Security & Privacy
Learn how CenterLeap protects your emails with end-to-end encryption, recovery keys, two-factor authentication, and other security features.
On This Page
End-to-End Encryption (E2EE)
CenterLeap uses end-to-end encryption to protect your emails. This means your email content is encrypted on your device before it's sent to our servers, and only you (and people you share access with) can decrypt it.
What We Can See
- Encrypted email metadata
- Email timestamps
- Storage usage
What We Cannot See
- Email subject lines
- Email body content
- Attachment contents
- Your private keys
How E2EE Works in CenterLeap
1. Key Generation (During Registration)
- An RSA key pair is generated locally in your browser
- Your private key is encrypted using a key derived from your password
- Only the encrypted private key is stored on our servers
2. Email Encryption (When Storing)
- Each email account has a unique AES content key
- Email content is encrypted with this content key
- The content key is encrypted with your password-derived key
3. Email Decryption (When Reading)
- You unlock your vault with your encryption password
- Your private key is decrypted locally
- Email content is decrypted in your browser
Recovery Keys
A recovery key is a backup way to access your account if you forget your encryption password. It's generated during registration and should be stored safely.

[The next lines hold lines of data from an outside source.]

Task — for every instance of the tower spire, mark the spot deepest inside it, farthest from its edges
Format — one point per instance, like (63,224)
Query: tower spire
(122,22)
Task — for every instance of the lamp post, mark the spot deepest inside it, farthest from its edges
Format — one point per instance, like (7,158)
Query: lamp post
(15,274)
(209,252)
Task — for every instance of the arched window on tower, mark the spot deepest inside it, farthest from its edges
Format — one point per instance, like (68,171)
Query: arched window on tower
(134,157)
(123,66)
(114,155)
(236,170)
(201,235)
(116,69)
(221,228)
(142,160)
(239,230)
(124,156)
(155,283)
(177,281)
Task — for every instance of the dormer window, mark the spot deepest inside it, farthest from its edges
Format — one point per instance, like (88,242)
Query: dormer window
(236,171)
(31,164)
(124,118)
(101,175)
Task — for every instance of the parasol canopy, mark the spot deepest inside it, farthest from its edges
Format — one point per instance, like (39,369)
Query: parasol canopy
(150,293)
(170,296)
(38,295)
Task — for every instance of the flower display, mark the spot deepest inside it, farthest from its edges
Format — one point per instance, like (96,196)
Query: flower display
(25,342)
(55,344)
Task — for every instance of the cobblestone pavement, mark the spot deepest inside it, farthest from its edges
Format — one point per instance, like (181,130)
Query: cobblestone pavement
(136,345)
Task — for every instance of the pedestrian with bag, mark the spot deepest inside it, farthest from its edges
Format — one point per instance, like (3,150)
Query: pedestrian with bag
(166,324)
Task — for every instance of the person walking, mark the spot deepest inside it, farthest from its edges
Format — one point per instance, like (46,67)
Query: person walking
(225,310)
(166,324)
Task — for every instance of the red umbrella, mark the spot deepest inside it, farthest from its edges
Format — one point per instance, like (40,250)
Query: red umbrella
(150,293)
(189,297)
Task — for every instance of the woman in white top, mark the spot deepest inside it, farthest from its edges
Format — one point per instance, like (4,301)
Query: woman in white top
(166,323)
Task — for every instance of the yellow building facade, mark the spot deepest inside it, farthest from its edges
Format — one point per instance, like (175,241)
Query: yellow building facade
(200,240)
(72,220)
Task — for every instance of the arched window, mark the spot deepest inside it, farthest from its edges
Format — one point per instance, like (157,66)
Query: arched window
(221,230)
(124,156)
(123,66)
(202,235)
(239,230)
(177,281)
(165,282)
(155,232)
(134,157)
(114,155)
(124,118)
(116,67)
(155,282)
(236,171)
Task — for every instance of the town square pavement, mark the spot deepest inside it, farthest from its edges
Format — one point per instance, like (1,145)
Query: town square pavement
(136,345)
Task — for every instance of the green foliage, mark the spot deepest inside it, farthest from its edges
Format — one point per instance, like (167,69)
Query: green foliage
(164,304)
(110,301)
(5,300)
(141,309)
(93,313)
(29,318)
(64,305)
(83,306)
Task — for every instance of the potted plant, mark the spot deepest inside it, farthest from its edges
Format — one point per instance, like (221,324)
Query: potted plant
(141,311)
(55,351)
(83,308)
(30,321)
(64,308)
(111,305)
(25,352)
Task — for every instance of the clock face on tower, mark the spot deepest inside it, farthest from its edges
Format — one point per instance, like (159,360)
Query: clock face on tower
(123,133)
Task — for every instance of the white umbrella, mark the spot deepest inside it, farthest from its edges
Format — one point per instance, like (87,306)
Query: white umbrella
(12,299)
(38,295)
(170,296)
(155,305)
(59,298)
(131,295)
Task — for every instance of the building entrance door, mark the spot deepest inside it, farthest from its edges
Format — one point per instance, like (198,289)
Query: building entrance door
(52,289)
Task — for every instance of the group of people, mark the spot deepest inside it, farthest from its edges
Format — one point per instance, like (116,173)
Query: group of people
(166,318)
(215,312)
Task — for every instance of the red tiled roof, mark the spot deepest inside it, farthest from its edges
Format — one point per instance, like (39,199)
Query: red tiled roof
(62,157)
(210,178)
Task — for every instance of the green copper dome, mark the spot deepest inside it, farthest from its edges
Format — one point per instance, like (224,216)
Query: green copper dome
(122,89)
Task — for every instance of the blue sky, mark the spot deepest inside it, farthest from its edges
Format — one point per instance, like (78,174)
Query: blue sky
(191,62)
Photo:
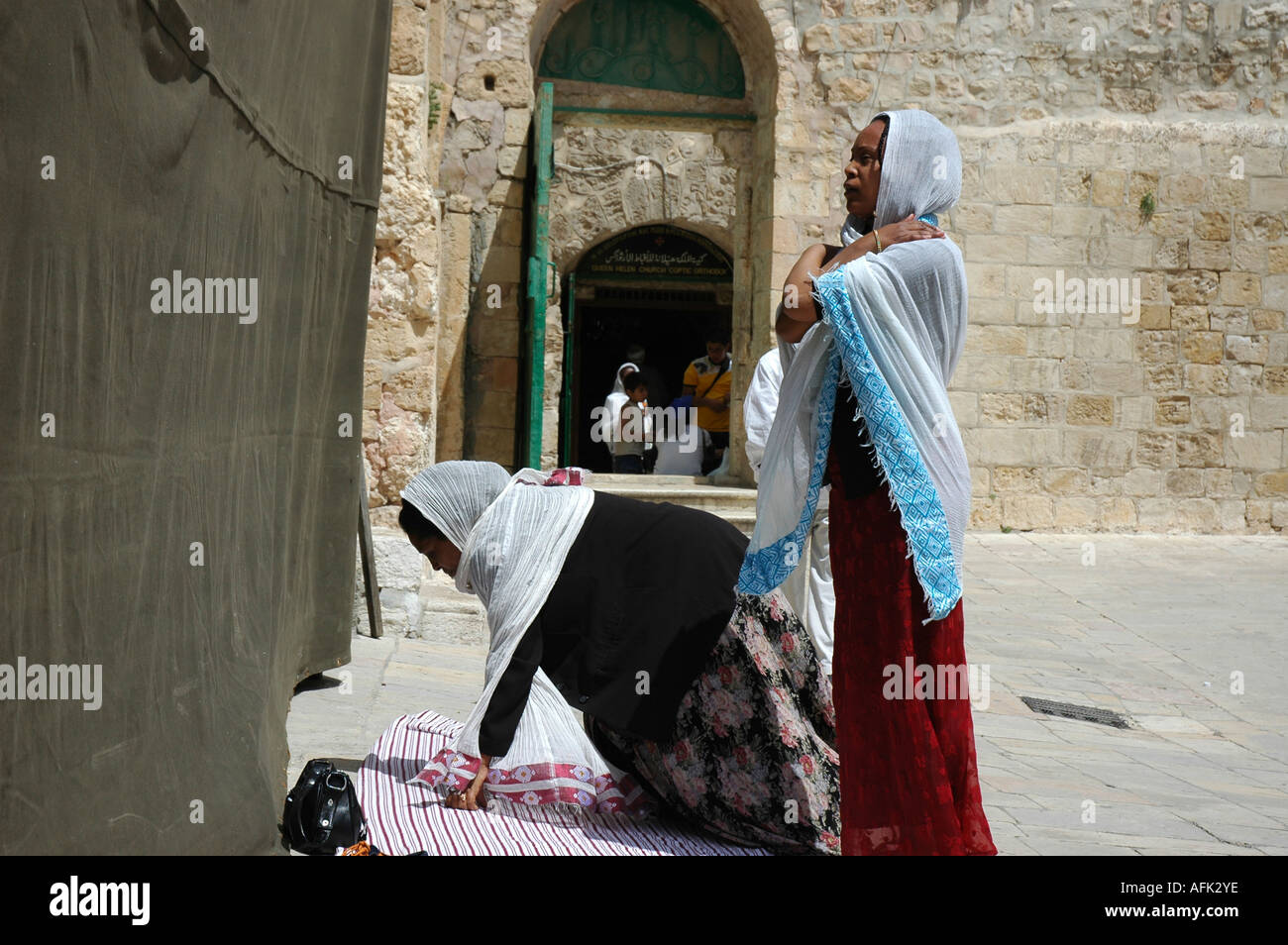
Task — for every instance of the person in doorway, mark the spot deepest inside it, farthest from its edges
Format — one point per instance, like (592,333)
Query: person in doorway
(708,381)
(631,426)
(608,430)
(809,588)
(712,700)
(864,406)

Critical: Save Your Recovery Key
If you lose both your encryption password AND your recovery key, your encrypted data cannot be recovered. We cannot help you - this is by design for your security.
How to store your recovery key safely:
- Write it down and store in a secure location
- Store in a password manager
- Keep a copy in a safe deposit box
Two-Factor Authentication (2FA)
Add an extra layer of security to your account by requiring a one-time code when you log in.
To enable 2FA:
- Go to Dashboard → Settings
- Find the "Security" section
- Click "Enable 2FA"
- When you log in, you'll receive a code via email
Note: CenterLeap currently uses email-based OTP (one-time password) for 2FA. Authenticator app support is coming soon.
Vault Timeout
The vault timeout automatically locks your encryption vault after a period of inactivity. When locked, you'll need to enter your encryption password to view email content.
To configure vault timeout:
- Go to Dashboard → Settings
- Find the "Security" section
- Select your preferred timeout duration (15 min, 30 min, 1 hour, etc.)
- Click "Save"
Tip: A shorter timeout is more secure but may require entering your password more often. Choose a balance that works for your usage.
What Happens If I Lose My Password?
Because CenterLeap uses true end-to-end encryption, we cannot reset your encryption password or decrypt your emails for you.
If you have your recovery key:
- Go to the login page
- Click "Forgot Password"
- Choose "Use Recovery Key"
- Enter your recovery key
- Set a new encryption password
If you don't have your recovery key:
Unfortunately, your encrypted data cannot be recovered. You can reset your account, but all encrypted emails will be permanently lost. This is a fundamental security feature, not a limitation.
Security Best Practices
Use a strong, unique encryption password
Your encryption password protects all your email data. Use a password manager to generate and store a strong password.
Save your recovery key securely
Write it down and store it somewhere safe, separate from your password. Consider multiple secure locations.
Enable two-factor authentication
Add an extra layer of protection to prevent unauthorized access even if your password is compromised.
Set an appropriate vault timeout
Configure your vault to lock automatically after inactivity. Shorter timeouts are more secure.
Keep your devices secure
Use strong device passwords, enable disk encryption, and keep your operating system and browser up to date.
Be cautious with shared computers
Always log out and lock your vault when using shared or public computers.